I'd like to see a data-dictionary-driven approach where most of field info
comes from a data dictionary, and only deviations need to be defined locally.
(Or perhaps create and mark dummy columns in the data dictionary that are
slated to be used for local customization.)

I suppose one could push a button and have static classes or definitions
generated for the source code from the data-dictionary, and thus still have a
statically typed system. It's still duplication of field attribute info, but
at least it's systematic duplication.

I used to use systems/tools that integrated the database, business logic, and
UI; and they reduced the amount of typing and code rework by a large amount.
The multi-layered approach may give us cross-vendor flexibility, but at the
cost of more code diddling to wire up the interfaces between all the layers.
Layer independence seems to increase duplication of field-related info. Back
then I could spend more time on requirements and analysis and less on code
wiring and re-wiring. Now we waste too much time dealing with low-level
repetitious grunt work.

------
glorioustao
There is a good talk I just watched a few days ago on this topic: Static
Versus Dynamic Typing [1][2], which listed the pros and cons of different
typing systems, using racket and ocaml as examples:

[1]
[https://courses.cs.washington.edu/courses/cse341/18wi/videos...](https://courses.cs.washington.edu/courses/cse341/18wi/videos/unit6/captioned/120-static-
vs-dynamic-one.m4v)

[2]
[https://courses.cs.washington.edu/courses/cse341/18wi/videos...](https://courses.cs.washington.edu/courses/cse341/18wi/videos/unit6/captioned/121-static-
vs-dynamic-two.m4v)

------
maxxxxx
The best I can make of these discussions is that there is no oneand true
answer.
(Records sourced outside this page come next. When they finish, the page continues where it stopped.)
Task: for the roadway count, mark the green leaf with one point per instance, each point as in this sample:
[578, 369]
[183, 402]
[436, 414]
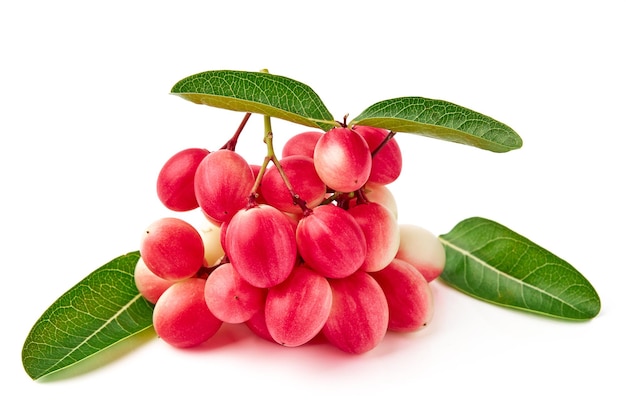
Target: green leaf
[491, 262]
[441, 120]
[100, 311]
[257, 92]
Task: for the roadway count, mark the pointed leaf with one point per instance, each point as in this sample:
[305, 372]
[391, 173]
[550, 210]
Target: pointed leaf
[491, 262]
[257, 92]
[101, 310]
[441, 120]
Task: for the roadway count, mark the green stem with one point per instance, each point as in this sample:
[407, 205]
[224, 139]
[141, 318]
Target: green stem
[271, 156]
[232, 142]
[383, 143]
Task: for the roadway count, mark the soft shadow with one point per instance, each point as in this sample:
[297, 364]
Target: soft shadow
[101, 358]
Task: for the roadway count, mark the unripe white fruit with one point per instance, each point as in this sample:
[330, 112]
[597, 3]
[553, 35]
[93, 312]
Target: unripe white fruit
[422, 249]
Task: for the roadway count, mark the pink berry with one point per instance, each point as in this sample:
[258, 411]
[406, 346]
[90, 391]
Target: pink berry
[181, 317]
[359, 315]
[149, 285]
[387, 162]
[172, 249]
[261, 245]
[296, 309]
[331, 241]
[342, 159]
[175, 183]
[409, 296]
[302, 144]
[382, 234]
[223, 183]
[231, 298]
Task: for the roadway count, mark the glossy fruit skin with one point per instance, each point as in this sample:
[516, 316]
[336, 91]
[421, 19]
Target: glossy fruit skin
[382, 234]
[181, 317]
[261, 245]
[387, 162]
[222, 184]
[300, 170]
[231, 298]
[301, 144]
[359, 315]
[297, 309]
[172, 248]
[422, 249]
[331, 241]
[342, 159]
[408, 294]
[175, 182]
[149, 285]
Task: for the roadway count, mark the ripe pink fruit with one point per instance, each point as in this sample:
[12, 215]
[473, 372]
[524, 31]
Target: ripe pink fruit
[261, 245]
[343, 159]
[296, 309]
[380, 194]
[331, 241]
[231, 298]
[175, 183]
[422, 249]
[359, 315]
[222, 184]
[172, 249]
[181, 317]
[382, 234]
[303, 178]
[387, 162]
[302, 144]
[409, 296]
[150, 286]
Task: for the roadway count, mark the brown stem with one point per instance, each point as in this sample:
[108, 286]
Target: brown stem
[232, 142]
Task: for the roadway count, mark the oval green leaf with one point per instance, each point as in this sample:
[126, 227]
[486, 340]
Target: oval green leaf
[98, 312]
[257, 92]
[441, 120]
[493, 263]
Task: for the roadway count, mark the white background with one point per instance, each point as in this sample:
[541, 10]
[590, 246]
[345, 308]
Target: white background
[87, 120]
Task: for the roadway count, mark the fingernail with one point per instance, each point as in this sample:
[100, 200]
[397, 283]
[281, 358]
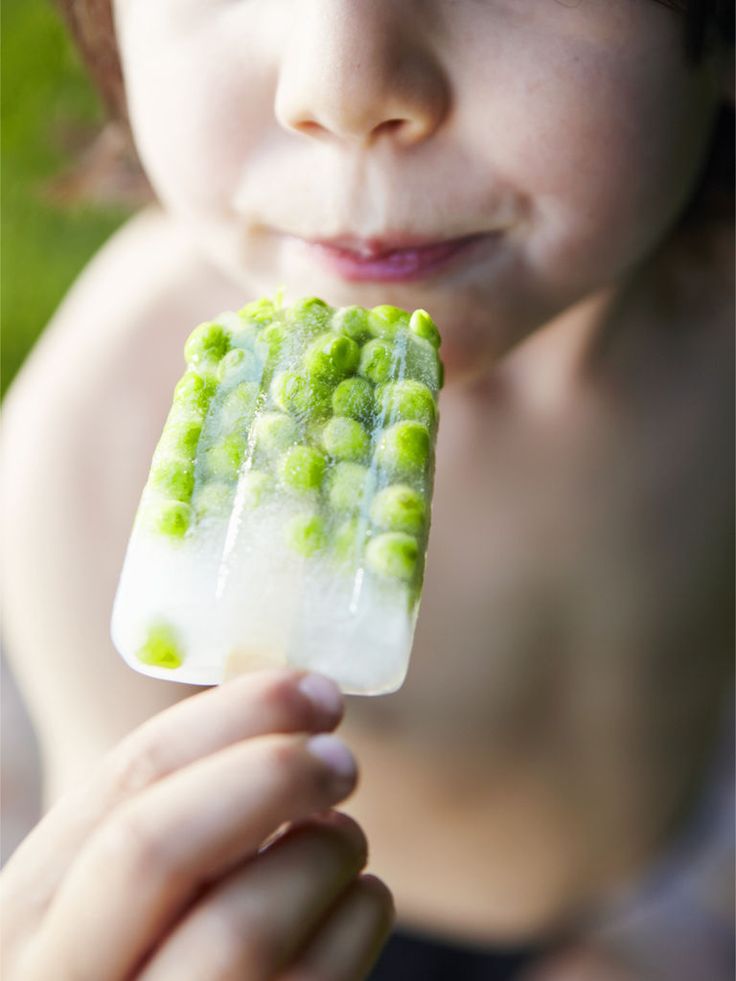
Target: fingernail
[335, 754]
[323, 693]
Some people prefer dynamic typing and some prefer static typing. I
myself prefer static especially while I am developing something new because I
feel I can be more aggressive in making changes because the compiler tells me
immediately what broke. But other smart people feel the other way.

So I guess both sides are right but it’s good to think about what suits you
best and then embrace that.

------
intrasight
I type with two fingers. Would that be dynamic typing? :)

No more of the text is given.